The real reason to kill pantry moths and keep them out of your house is that they’re unsightly, and they can make some food items smell “off.” So, if you’re tired of seeing moths flying around your kitchen and cupboards or finding signs of them in your food, it’s time to get serious about getting rid of them.
How To Prevent Pantry Moths
Pantry moths don’t just appear out of thin air. Most of the time, we bring them into the house with our groceries. Taking the time to do the tasks below can keep pantry moths from getting into your home.
• Transfer food out of the packaging.
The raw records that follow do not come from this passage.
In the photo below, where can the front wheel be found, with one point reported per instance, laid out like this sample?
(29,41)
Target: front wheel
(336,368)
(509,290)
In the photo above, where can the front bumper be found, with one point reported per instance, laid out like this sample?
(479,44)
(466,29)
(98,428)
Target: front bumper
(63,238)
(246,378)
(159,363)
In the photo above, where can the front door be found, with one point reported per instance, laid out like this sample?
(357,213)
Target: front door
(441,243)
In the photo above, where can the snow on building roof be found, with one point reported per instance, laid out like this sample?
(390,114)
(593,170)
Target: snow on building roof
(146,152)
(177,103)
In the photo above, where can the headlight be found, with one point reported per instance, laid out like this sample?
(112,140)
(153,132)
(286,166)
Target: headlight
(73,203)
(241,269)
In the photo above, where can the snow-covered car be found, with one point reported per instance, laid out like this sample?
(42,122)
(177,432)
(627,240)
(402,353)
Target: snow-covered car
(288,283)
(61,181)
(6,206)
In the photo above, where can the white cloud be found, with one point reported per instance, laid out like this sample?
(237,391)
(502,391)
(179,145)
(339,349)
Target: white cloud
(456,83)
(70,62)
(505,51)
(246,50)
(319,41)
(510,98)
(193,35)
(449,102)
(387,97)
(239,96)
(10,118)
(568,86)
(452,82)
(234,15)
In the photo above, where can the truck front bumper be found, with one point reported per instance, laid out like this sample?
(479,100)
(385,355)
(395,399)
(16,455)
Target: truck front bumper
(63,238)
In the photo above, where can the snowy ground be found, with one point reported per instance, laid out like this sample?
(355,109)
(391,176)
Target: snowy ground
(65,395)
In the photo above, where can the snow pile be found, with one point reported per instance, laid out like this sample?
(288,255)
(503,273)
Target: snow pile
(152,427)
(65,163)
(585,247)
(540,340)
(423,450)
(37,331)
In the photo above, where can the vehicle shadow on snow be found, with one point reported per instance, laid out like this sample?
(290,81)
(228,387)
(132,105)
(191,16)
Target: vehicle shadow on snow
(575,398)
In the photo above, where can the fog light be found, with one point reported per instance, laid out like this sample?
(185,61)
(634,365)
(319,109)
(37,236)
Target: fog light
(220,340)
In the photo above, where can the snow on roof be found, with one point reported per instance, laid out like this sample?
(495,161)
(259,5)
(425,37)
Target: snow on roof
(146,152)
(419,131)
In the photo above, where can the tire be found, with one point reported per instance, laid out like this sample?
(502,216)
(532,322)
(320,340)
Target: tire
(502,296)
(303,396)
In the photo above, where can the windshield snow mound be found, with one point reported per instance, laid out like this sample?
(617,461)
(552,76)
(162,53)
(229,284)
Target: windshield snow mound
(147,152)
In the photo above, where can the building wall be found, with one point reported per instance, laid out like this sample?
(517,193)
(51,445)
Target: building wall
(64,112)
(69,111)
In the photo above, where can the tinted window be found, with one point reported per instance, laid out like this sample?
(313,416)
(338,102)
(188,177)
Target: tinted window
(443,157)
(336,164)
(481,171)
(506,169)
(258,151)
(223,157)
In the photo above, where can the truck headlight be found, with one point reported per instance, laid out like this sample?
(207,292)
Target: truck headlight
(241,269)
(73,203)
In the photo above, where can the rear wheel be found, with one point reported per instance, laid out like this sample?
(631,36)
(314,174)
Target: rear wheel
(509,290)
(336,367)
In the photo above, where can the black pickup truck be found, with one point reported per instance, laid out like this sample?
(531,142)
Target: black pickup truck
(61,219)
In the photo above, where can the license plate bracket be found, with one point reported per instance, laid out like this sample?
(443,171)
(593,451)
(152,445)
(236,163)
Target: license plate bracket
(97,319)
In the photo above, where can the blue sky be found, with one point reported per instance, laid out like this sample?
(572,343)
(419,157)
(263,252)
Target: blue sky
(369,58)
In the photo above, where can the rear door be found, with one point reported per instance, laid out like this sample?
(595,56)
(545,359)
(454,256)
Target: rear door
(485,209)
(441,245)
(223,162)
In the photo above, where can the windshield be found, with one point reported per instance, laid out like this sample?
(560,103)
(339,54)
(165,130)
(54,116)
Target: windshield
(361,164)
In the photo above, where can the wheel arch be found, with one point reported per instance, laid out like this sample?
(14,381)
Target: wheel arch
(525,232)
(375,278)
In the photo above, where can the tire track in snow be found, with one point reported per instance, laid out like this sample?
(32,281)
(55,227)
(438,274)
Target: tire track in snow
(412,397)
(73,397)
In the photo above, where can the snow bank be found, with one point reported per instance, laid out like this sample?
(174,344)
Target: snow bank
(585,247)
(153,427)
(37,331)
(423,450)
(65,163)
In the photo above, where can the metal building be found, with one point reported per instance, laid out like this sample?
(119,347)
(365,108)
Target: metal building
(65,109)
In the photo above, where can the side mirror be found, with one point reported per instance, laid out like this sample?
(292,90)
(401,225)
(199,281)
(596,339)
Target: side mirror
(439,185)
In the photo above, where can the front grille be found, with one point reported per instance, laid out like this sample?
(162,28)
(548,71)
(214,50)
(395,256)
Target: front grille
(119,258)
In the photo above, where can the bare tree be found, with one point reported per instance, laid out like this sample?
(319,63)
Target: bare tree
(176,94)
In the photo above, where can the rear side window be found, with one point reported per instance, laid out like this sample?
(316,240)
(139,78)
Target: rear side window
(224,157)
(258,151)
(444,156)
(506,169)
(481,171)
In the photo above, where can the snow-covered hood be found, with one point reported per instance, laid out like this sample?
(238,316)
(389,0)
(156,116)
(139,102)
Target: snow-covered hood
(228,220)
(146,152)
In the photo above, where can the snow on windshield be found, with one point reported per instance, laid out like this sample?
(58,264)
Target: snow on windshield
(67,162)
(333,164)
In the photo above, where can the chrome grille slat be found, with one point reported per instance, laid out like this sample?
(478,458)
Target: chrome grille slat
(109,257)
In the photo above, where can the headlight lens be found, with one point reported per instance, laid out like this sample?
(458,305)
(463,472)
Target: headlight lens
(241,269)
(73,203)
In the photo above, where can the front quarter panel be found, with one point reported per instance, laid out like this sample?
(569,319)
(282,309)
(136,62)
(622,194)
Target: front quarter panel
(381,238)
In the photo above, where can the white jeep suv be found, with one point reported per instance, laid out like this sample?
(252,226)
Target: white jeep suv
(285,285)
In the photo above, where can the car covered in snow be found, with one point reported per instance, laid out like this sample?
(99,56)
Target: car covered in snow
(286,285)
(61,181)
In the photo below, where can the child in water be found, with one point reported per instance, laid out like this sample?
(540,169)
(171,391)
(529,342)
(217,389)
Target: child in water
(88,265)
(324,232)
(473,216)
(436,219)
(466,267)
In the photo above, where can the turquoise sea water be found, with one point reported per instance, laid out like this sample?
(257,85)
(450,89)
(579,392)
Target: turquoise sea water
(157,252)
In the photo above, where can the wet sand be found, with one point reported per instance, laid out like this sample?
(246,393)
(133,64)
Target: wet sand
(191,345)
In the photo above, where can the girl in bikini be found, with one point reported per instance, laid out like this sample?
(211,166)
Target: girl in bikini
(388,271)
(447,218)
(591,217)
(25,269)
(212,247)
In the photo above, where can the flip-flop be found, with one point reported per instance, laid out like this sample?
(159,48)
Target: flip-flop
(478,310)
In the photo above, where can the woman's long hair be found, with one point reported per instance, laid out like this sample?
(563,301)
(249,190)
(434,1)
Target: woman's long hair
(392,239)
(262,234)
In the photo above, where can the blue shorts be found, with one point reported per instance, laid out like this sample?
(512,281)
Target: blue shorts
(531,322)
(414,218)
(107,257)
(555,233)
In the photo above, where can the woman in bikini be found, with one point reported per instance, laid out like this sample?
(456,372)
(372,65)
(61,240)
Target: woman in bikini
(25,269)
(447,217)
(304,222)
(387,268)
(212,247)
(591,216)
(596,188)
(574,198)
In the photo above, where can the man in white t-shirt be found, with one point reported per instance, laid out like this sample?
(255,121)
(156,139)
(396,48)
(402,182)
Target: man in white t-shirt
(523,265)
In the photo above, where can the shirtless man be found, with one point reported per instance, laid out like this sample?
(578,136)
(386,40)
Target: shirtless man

When you get home from shopping, transfer packaged dry goods to air-tight containers and freeze bulk dry goods for three days before putting them on your shelves.
• Wipe canned and bottled goods. Use a damp, soapy cloth and inspect the lids for signs of pantry moth cocoons before putting products on your pantry shelves.
• Don’t use adhesive shelf liner or contact paper. Pantry moths and other household pests frequently build cocoons or lay eggs where the corners and edges lift over time.
• Use scents that pantry moths don’t like. Scatter fresh or dry bay leaves on your shelves as a deterrent. Pantry moths and some other household pests don’t like the scent of bay leaves, so they’ll stay away. You can also add a few drops of bay leaf essential oil (Laurel Nobilis) to this homemade all-purpose spray recipe and use it to clean.
Most of all, you need to be vigilant and deal with any pantry moths before they take over. Tidy your pantry weekly and inspect your shelves often. Spotting early signs of a moth infestation gives you a chance to deal with it before it gets out of control.